Background: The use of tilt testing (TT) in guiding therapy in patients with syncope remains controversial.
Aim: To assess the long-term effectiveness of TT-based therapy in patients with syncope of unknown origin.
Methods: The study group consisted of 340 patients (182 females, mean age 38.2+/-16.5 years, range 15-78 years) with at least two syncopal episodes during 6 months preceding the study. TT was performed at 60 degrees angle for 20 min, followed by sublingual nitroglycerine (NTG) challenge (250 microg) when necessary. After positive baseline TT and returning to supine position, 0.1 mg/kg of propranolol was intravenously administered and a second TT was performed. All patients with positive TT were advised to take propranolol, midodrine or fludrocortisone for 6 months -- the choice of agent was based on standard criteria. The time to first syncope was an indicator of the efficacy of treatment and a recurrence of syncope was the end-point of the study. In patients who did not faint during follow-up, the last date of contact was taken as the end of observation period.

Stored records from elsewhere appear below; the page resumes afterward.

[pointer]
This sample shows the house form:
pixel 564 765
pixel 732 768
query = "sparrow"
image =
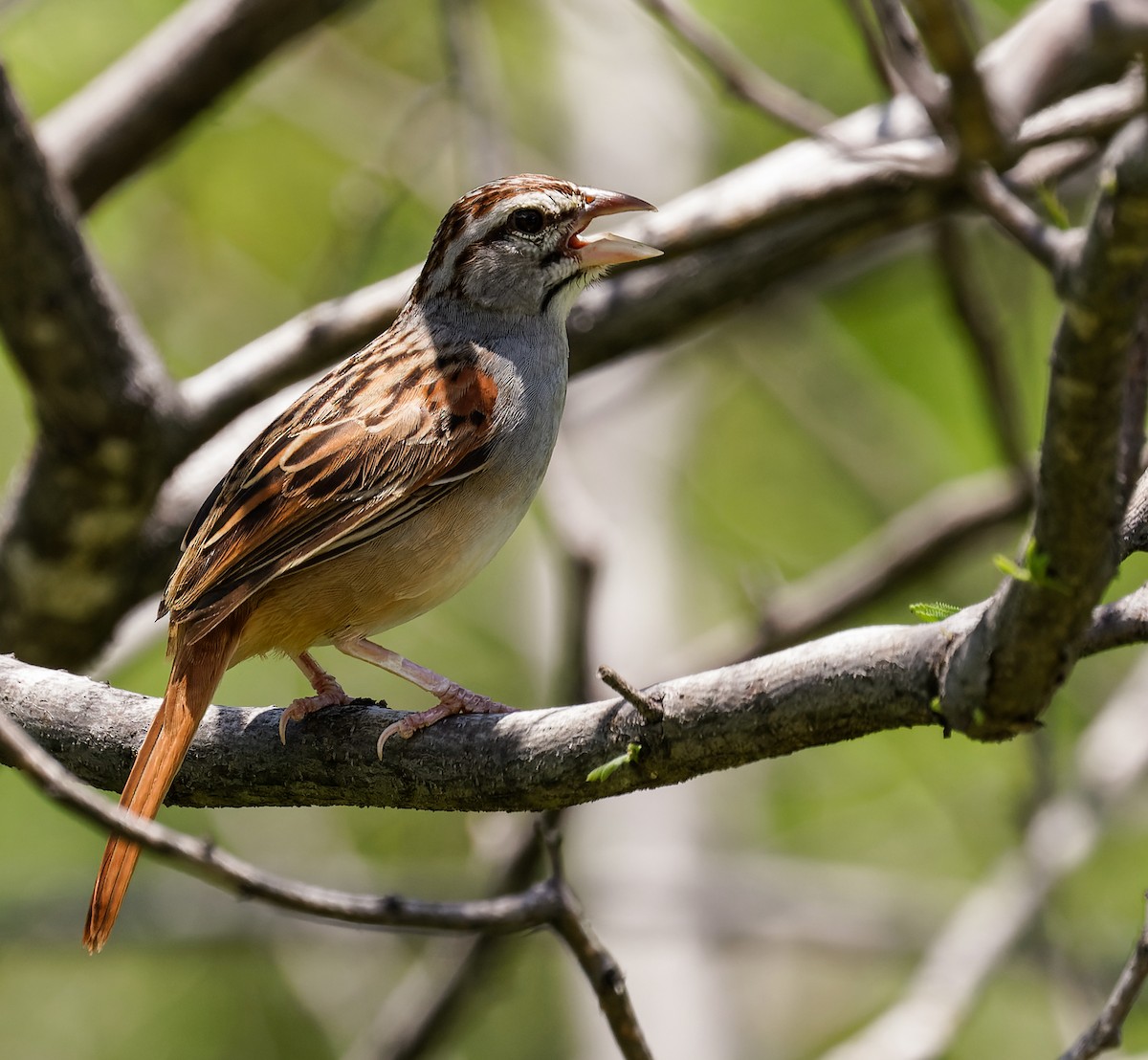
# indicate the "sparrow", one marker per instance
pixel 387 486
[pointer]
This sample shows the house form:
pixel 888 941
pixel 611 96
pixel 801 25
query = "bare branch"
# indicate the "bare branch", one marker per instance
pixel 987 924
pixel 606 978
pixel 740 77
pixel 1048 244
pixel 104 405
pixel 912 541
pixel 1105 1032
pixel 407 1027
pixel 537 905
pixel 121 120
pixel 531 760
pixel 976 311
pixel 948 35
pixel 1000 680
pixel 907 57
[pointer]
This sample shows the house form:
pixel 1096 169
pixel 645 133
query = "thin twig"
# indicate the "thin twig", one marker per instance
pixel 946 29
pixel 598 966
pixel 877 57
pixel 912 541
pixel 907 57
pixel 977 314
pixel 994 916
pixel 740 77
pixel 402 1029
pixel 643 704
pixel 1048 244
pixel 121 120
pixel 1106 1031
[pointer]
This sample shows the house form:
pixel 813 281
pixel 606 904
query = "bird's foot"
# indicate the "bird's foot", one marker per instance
pixel 327 693
pixel 457 700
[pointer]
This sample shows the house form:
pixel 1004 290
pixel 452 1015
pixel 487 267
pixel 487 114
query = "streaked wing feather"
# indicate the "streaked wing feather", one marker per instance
pixel 311 487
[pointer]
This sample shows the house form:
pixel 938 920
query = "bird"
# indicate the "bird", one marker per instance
pixel 385 487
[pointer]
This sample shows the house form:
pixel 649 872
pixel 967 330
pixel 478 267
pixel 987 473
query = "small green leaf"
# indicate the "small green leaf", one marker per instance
pixel 1034 570
pixel 934 612
pixel 1008 566
pixel 607 768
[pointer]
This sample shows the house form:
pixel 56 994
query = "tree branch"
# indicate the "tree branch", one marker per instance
pixel 739 76
pixel 532 761
pixel 107 412
pixel 1003 676
pixel 991 920
pixel 127 115
pixel 1105 1032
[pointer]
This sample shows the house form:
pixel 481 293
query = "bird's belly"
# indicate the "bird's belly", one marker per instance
pixel 388 580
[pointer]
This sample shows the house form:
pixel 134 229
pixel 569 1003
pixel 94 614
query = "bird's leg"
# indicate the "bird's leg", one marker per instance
pixel 327 693
pixel 453 698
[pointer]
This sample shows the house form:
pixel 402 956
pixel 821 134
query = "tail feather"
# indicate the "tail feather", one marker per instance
pixel 195 674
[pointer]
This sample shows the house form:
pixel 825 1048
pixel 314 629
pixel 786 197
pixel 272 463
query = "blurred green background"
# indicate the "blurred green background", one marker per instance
pixel 763 912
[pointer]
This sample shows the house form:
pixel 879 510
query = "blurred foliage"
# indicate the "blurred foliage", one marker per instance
pixel 825 409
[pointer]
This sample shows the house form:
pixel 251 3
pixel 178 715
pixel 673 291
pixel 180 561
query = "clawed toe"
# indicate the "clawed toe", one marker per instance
pixel 459 700
pixel 298 709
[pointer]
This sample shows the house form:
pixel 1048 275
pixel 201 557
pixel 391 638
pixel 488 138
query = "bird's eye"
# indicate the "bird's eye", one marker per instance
pixel 527 221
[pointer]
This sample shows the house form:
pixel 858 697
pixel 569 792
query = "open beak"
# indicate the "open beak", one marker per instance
pixel 607 248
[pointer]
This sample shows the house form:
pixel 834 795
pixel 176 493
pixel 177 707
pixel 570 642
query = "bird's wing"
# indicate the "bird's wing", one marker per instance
pixel 368 446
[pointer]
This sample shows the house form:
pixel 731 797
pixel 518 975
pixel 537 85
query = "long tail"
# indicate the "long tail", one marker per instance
pixel 195 672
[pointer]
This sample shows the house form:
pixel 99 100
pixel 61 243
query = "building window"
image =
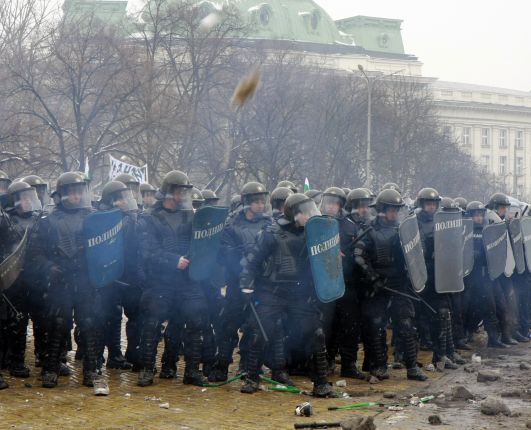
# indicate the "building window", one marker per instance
pixel 314 20
pixel 503 138
pixel 519 140
pixel 502 168
pixel 485 137
pixel 447 131
pixel 519 166
pixel 485 162
pixel 465 137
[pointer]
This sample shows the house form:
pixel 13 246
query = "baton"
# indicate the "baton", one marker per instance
pixel 264 334
pixel 18 315
pixel 322 425
pixel 415 298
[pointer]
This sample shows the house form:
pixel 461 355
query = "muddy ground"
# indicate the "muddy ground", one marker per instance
pixel 25 405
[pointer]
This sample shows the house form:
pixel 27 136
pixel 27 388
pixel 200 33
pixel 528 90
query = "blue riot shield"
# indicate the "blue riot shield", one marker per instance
pixel 104 247
pixel 322 241
pixel 207 228
pixel 448 243
pixel 495 243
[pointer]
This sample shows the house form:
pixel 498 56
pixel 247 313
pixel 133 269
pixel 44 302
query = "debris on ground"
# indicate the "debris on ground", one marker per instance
pixel 358 423
pixel 304 409
pixel 488 376
pixel 435 420
pixel 461 393
pixel 494 406
pixel 476 359
pixel 374 380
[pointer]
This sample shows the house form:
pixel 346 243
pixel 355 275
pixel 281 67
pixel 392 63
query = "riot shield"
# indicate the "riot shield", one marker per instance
pixel 11 267
pixel 207 228
pixel 509 263
pixel 448 240
pixel 495 243
pixel 104 247
pixel 517 242
pixel 322 241
pixel 412 247
pixel 468 246
pixel 525 225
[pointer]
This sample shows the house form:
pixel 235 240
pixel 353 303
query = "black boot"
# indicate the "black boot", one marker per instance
pixel 19 370
pixel 219 372
pixel 145 377
pixel 518 337
pixel 49 379
pixel 3 384
pixel 192 374
pixel 379 349
pixel 321 386
pixel 415 374
pixel 147 353
pixel 350 370
pixel 118 361
pixel 167 372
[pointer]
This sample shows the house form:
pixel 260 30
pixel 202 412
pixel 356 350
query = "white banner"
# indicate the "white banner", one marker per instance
pixel 118 167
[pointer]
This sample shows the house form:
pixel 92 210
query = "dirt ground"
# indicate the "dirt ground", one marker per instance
pixel 25 405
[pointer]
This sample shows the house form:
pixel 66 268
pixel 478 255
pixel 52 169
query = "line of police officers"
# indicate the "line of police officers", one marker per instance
pixel 263 265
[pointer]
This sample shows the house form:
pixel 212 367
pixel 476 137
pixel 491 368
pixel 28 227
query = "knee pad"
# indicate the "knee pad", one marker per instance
pixel 444 314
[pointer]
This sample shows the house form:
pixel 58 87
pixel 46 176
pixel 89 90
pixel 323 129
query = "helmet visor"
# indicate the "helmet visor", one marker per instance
pixel 135 188
pixel 331 205
pixel 75 196
pixel 124 200
pixel 27 201
pixel 4 184
pixel 305 211
pixel 258 204
pixel 179 198
pixel 148 198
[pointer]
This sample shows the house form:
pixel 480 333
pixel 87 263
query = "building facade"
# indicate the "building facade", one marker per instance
pixel 491 124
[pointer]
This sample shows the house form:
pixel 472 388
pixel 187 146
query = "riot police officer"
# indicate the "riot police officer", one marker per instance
pixel 24 211
pixel 288 184
pixel 332 202
pixel 57 252
pixel 147 191
pixel 440 324
pixel 278 198
pixel 165 236
pixel 482 303
pixel 210 197
pixel 132 183
pixel 347 316
pixel 380 257
pixel 284 289
pixel 315 195
pixel 125 293
pixel 238 237
pixel 5 181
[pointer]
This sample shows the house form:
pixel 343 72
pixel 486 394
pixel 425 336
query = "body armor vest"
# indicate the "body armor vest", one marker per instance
pixel 290 258
pixel 384 238
pixel 177 230
pixel 68 227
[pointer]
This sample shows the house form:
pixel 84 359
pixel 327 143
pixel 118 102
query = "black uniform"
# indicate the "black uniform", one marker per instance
pixel 170 295
pixel 57 253
pixel 238 238
pixel 279 268
pixel 380 257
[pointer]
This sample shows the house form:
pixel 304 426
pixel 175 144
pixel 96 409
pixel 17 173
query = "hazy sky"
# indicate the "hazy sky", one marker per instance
pixel 478 41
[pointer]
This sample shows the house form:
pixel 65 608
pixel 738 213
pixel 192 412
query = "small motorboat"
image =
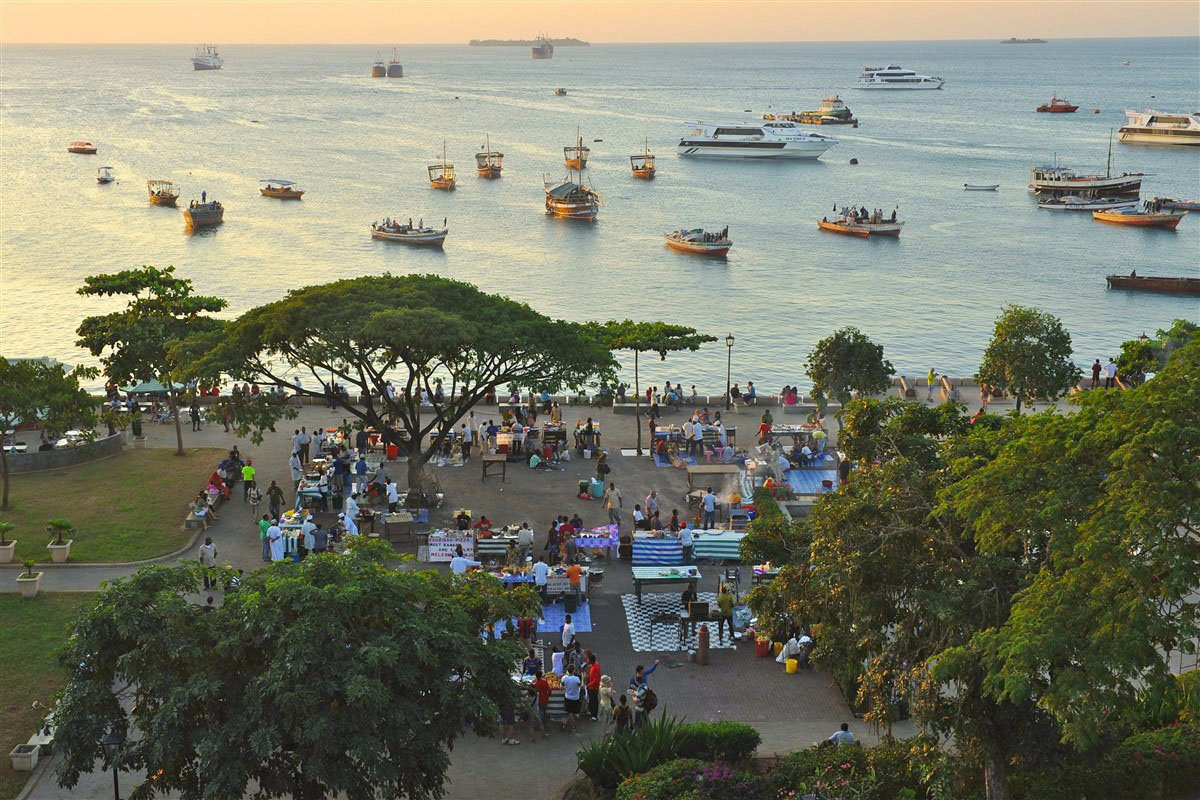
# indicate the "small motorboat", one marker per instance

Results: Out of 340 patients who underwent TT, 148 with positive TT and propranolol challenge were included in the study; 82 patients (group I) received long-term therapy whereas 66 did not (group II). During a 12.8+/-0.9 month follow-up, syncope recurred in 86 patients - 40 (49%) from group I and 46 (70%) from group II (p<0.01). Survival analysis showed that medical therapy was associated with a significant reduction of the risk of syncope recurrence (RRR: 36%, 95% CI: 23-47). The greatest benefit from long-term treatment was documented in patients taking propranolol (RRR: 42%; 95% CI: 18-58; p<0.008), particularly in those in whom intravenous propranolol prevented TT-induced syncope (RRR: 50%; 95% CI: 23-67; p<0.012). Risk reduction in patients treated with midodrine or fludrocortisone was moderate (RRR: 22%; 95% CI: 11-34; p>0.09).
Conclusions: Carefully selected and TT-based long-term pharmacological treatment is associated with a 36% risk reduction of syncope recurrences in patients with syncope of unknown origin.